Mugabe took in a deep breath and let loose.
“Let’s get one thing straight, Pastor Pearce, I think you said your name is,” said the 64-year-old leader.
“The reason why both South Africa as well as Zimbabwe and indeed most if not all former colonies on the continent are in the poor state that they are is because of the exploitation and racist policies of the white man.”
Pearce gulped. Here we go, he thought.
“The white man has oppressed our people for so many years,” went on Mugabe.
“In fact, as we sit here now, the whites still own the majority of the land in a country which quite frankly, does not belong to them. They are actually visitors here just like you, but they don’t seem to understand that.”
Mugabe continued to explain.
“Thousands of our black brothers were murdered in the Bush War by Ian Smith’s white minority government and now we are supposed to forget all of that?” he asked in rhetorical fashion.
“With respect, Pastor, I don’t trust the white man and I don’t think you can blame me for that if you look at history,” commented Mugabe.
“As for Mandela, yes, it will be a great day when he is released from prison. I was also locked away because I stood up for the rights of my people so I know how that feels, but it is not that simple to action peace. There are also other parties here in Zimbabwe like ZAPU who want to oust me from power. It is not just the white man that we are cautious of.”

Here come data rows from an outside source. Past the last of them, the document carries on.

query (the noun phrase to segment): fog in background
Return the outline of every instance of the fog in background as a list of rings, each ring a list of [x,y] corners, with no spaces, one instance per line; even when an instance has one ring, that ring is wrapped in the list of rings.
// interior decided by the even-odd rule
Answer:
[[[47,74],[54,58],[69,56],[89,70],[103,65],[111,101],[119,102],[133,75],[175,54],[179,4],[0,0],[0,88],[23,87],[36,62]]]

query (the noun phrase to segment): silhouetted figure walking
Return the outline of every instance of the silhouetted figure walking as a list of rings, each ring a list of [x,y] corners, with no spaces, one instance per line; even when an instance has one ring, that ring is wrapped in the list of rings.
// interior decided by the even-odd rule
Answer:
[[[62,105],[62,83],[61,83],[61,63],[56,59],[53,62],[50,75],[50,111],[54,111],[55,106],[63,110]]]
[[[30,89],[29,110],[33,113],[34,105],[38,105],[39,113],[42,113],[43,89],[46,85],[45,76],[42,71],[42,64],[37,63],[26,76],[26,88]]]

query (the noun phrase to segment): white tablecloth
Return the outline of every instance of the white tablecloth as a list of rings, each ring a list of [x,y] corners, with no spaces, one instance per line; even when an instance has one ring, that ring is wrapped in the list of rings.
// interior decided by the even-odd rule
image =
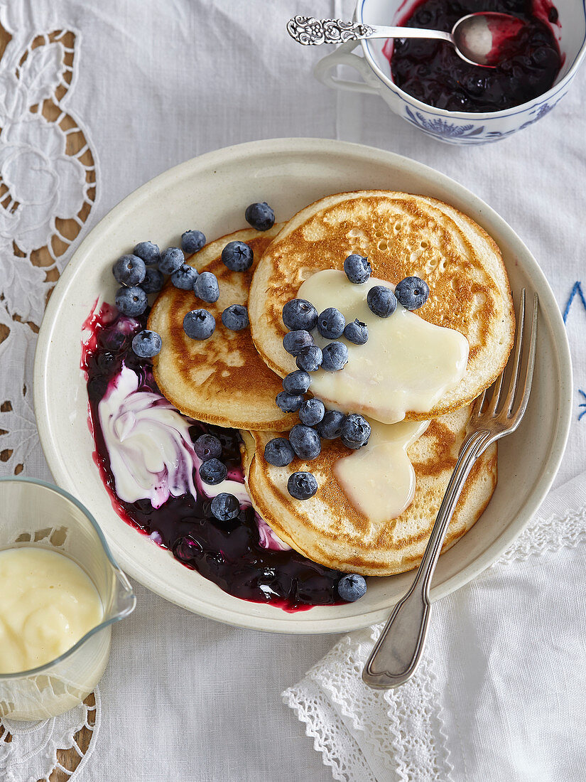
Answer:
[[[566,306],[584,270],[586,70],[555,111],[523,132],[488,146],[442,145],[395,117],[379,99],[334,92],[313,78],[313,63],[323,50],[290,41],[287,20],[317,12],[349,17],[352,5],[351,0],[0,0],[0,20],[12,36],[0,59],[0,170],[20,204],[13,213],[0,208],[0,335],[2,328],[9,332],[0,344],[1,475],[22,470],[50,479],[30,389],[34,326],[55,278],[34,266],[34,251],[59,230],[55,217],[70,217],[84,200],[88,204],[80,235],[63,255],[55,253],[60,270],[80,238],[121,198],[169,167],[227,145],[320,136],[427,163],[509,221]],[[73,35],[48,37],[58,30]],[[43,45],[34,48],[31,41],[41,34]],[[27,48],[28,66],[22,63]],[[30,111],[55,89],[59,109],[84,133],[93,156],[95,197],[84,184],[91,160],[72,163],[64,130],[41,127]],[[567,327],[575,411],[556,486],[586,469],[586,417],[578,418],[586,410],[579,407],[586,402],[586,307],[579,295]],[[77,778],[331,778],[280,693],[336,639],[225,626],[135,586],[138,608],[114,628],[93,754]],[[547,633],[547,612],[539,621],[538,631]],[[577,649],[584,639],[570,641]],[[14,779],[20,782],[18,773]]]

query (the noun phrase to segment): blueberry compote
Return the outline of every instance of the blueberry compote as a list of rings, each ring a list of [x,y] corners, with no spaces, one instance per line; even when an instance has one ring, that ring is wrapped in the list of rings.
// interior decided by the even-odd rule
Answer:
[[[136,319],[122,318],[104,305],[85,324],[91,335],[84,343],[82,368],[88,378],[95,461],[118,514],[187,567],[238,597],[271,603],[285,611],[343,602],[337,590],[341,573],[312,562],[292,549],[277,551],[261,545],[257,517],[250,505],[243,505],[238,518],[227,522],[213,518],[211,500],[199,491],[197,500],[191,494],[170,497],[157,508],[148,500],[128,503],[116,495],[98,407],[123,362],[138,375],[141,389],[160,393],[150,361],[139,358],[131,347],[133,335],[145,328],[146,318],[147,313]],[[189,429],[192,440],[204,432],[220,438],[229,476],[242,482],[238,431],[200,422],[194,422]]]
[[[546,92],[561,66],[559,49],[548,23],[557,22],[550,5],[545,19],[531,0],[423,0],[403,27],[451,31],[462,16],[498,11],[526,23],[512,41],[514,52],[495,68],[469,65],[439,41],[389,40],[383,52],[393,81],[423,103],[448,111],[493,112],[519,106]],[[543,14],[540,13],[543,17]]]

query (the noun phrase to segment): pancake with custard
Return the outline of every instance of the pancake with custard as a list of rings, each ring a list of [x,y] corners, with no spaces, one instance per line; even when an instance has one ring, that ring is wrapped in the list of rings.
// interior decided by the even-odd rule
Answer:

Pearce thought long and hard before responding.
“President, I know that you grew up as a staunch Roman Catholic.”
“I believe in the Word and also believe that I am doing what God wants me to do in the best interest of my people,” said the Prime Minister.
“Let me ask you a question, what would you do if you were in my position?”
Phew, at last there was a question that Pearce could answer with ease but he needed to get his wording just right.
“I would distribute farmland but not by force,” said the Pastor.
Mugabe stared at the clergyman.
“The problem is the only language the whites know is when we use force,” remarked the Prime Minister.
“They don’t understand the sharing part which you just mentioned.”
Pearce went for broke.
“Perhaps the starting point is black reconciliation.
“Meaning what?” asked Mugabe.
“Mr President, as a Man of God, I am prepared to facilitate a meeting between ZANU and ZAPU,” said Pearce.
Mugabe and the man seated to the right of the boss broke out in laughter.
“Pastor, you don’t know what you are dealing with in ZAPU, but I don’t have a problem accepting your offer in terms of a meeting with them,” said Mugabe.
“This country can only move forward through dialogue.”
The last two remarks were music to the ears of Pearce and Bishop Reginald noticed how his colleague’s eyes lit up.
The question now was would Joshua Nkomo’s ZAPU be open to a meeting with ZANU? Pearce was quite aware that he would have to do some smooth talking to get both of these factions to the table.
“You do realise that the meeting will need to happen somewhere in Harare,” said Mugabe.
“We understand that ZAPU won’t want to meet at the ZANU offices so we are happy to meet at one of the hotels in the city, but we definitely won’t travel out of the capital to meet.”
Pearce looked at Bishop Reginald who nodded.
Clearly Mugabe and company had no intention of going anywhere near the Ndebele people in the rural areas.
“I understand, sir,” said Pearce.
“I would like to thank you for this fruitful meeting and will revert soon with a potential date, venue and time for the meeting in Harare,” said the Pastor.
Mugabe nodded and rose from his chair. He shook hands with the Pastor and the Bishop and was ushered away by his security team.
As the door closed behind them, Pastor Pearce Ellison was beaming from ear to ear.
“He never mentioned what he wanted to talk to you about,” said Pearce to the Bishop. “I am sure he will in due time but you did really well here today,” quipped Bishop Reginald.